At the Pentagon, the high rotation of uniformed officers and political appointees through key posts meant that institutional resistance to the elected leadership was less likely, and the strong tradition of civilian control of the military under an elected, civilian commander-in-chief also militated against institutional resistance to the White House and Congress.
Many foreign officials were, however, now as a result getting mixed signals from the US, with Embassy and CIA officials on the ground strenuously denigrating — or obfuscating — the Bush Administration policies emanating from either the White House or the Pentagon. A number of African leaders were known to be keen to discuss with the US Defense Department key initiatives regarding peacekeeping, force modernization and the prospect for US force deployments into Africa as a result of new initiatives to change US military basing worldwide.

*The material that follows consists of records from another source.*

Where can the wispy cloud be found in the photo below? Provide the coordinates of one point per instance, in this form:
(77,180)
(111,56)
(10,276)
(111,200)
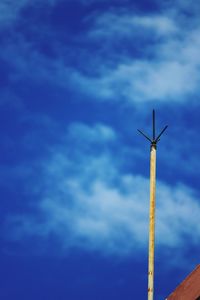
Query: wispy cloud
(88,203)
(159,74)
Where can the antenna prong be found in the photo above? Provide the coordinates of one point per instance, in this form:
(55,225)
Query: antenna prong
(158,137)
(145,135)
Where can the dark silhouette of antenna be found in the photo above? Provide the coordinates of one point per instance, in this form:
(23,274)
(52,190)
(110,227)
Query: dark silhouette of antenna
(153,142)
(154,139)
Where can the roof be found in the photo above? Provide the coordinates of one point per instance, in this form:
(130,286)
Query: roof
(189,289)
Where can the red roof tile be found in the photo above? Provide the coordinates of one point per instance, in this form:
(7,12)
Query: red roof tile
(189,289)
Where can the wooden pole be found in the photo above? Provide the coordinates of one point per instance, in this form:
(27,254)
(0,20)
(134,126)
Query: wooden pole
(154,140)
(152,222)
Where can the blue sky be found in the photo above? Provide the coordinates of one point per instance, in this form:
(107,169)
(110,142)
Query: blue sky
(77,79)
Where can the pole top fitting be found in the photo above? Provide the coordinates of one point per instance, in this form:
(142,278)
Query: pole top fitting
(154,140)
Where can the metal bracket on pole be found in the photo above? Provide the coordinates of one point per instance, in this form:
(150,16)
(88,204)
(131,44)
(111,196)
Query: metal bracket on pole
(154,140)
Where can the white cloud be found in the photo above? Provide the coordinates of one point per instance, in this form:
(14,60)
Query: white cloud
(89,203)
(115,25)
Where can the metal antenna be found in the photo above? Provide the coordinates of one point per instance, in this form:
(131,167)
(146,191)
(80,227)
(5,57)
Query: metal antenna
(154,139)
(153,142)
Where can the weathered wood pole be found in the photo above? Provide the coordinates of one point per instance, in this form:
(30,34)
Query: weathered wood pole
(152,221)
(154,140)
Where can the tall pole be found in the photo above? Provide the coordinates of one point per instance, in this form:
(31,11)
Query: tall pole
(152,221)
(152,206)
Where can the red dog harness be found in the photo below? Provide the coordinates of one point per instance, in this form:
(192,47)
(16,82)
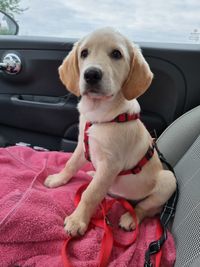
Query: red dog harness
(124,117)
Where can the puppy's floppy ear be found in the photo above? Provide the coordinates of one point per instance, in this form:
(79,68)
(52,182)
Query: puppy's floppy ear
(139,77)
(69,71)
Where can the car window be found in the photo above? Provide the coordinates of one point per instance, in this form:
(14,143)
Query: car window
(176,21)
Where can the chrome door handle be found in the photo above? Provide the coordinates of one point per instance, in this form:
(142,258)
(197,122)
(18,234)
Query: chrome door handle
(11,64)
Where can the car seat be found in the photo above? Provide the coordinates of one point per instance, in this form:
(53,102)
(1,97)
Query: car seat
(180,144)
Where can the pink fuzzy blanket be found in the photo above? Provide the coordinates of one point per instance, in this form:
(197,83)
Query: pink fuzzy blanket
(31,217)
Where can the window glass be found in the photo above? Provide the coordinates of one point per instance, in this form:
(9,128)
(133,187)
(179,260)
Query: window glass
(175,21)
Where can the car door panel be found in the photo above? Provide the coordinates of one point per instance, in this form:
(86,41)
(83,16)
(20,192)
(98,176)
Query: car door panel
(36,108)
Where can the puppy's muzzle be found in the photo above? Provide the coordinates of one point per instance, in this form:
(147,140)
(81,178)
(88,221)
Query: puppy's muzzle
(93,76)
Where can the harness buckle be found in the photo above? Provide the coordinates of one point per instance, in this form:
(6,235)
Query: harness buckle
(108,222)
(136,170)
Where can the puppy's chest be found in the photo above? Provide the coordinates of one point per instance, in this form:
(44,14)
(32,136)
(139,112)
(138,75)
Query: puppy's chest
(110,142)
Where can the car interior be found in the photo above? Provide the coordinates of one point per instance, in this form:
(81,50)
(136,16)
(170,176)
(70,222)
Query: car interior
(36,110)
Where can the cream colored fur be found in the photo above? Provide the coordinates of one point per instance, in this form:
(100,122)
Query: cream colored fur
(113,146)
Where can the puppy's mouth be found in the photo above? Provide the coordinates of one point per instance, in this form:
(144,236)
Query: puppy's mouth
(97,96)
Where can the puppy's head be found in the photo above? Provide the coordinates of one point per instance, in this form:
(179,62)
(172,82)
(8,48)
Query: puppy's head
(102,64)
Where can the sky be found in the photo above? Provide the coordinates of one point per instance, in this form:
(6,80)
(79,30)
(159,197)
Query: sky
(175,21)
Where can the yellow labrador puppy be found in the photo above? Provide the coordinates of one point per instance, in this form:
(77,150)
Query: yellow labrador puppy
(109,72)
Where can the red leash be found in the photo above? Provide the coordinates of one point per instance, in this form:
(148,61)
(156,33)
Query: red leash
(108,239)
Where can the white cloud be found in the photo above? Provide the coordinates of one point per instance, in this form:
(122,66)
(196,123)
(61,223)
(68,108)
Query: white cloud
(142,20)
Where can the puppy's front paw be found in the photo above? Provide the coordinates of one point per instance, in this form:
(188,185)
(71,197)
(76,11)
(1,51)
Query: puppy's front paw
(127,222)
(74,225)
(55,180)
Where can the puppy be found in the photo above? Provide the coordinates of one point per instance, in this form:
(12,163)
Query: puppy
(109,73)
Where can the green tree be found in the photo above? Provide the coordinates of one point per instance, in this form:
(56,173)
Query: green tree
(11,7)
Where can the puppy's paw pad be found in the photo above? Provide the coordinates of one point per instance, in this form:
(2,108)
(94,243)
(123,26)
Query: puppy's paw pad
(126,222)
(74,226)
(91,173)
(54,180)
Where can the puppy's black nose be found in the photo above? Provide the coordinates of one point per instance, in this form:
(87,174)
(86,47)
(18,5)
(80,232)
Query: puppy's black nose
(93,75)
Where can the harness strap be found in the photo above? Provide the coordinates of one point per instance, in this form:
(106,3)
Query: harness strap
(138,167)
(121,118)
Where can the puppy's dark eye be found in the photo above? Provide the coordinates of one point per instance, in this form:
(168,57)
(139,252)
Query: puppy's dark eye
(116,54)
(84,53)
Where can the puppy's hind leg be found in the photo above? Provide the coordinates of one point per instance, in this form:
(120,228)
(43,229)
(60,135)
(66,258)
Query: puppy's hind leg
(151,205)
(76,161)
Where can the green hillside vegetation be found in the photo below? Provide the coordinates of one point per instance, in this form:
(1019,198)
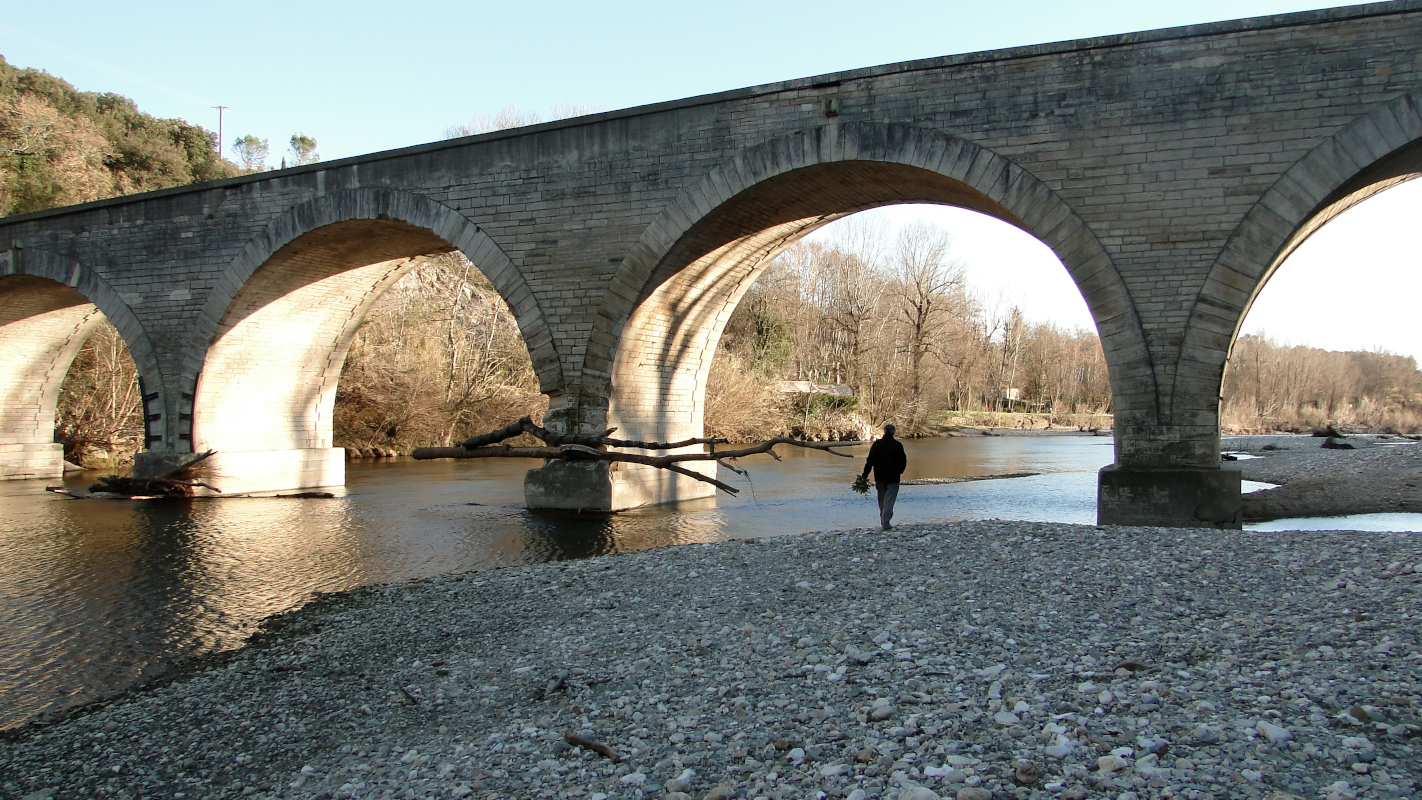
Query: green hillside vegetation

One African official commented on June 27, 2003, to GIS/Defense & Foreign Affairs Daily: “We don’t know what is going on in Washington any more. Who do we believe? The US Ambassador? The State Department officials in Washington? The CIA? The Pentagon?” He added: “Some of the State Department officials we speak to seem to have more against President Bush than they do against Osama bin Laden.”
The strenuous differences between State and Defense — which had been evident since the Bush Administration took office — began to appear visibly when DepSec Wolfowitz and other Defense officials began, during the first half of 2003, discussing the movement of long-standing US force deployments in Germany and North Korea (DPRK). Secretary of State Colin Powell and at least one US ambassador in the Balkans directly contradicted Department of Defense officials when they said that US forces in Germany would be redeployed. Defense officials subsequently took the offensive to reiterate that such moves would, in fact, take place.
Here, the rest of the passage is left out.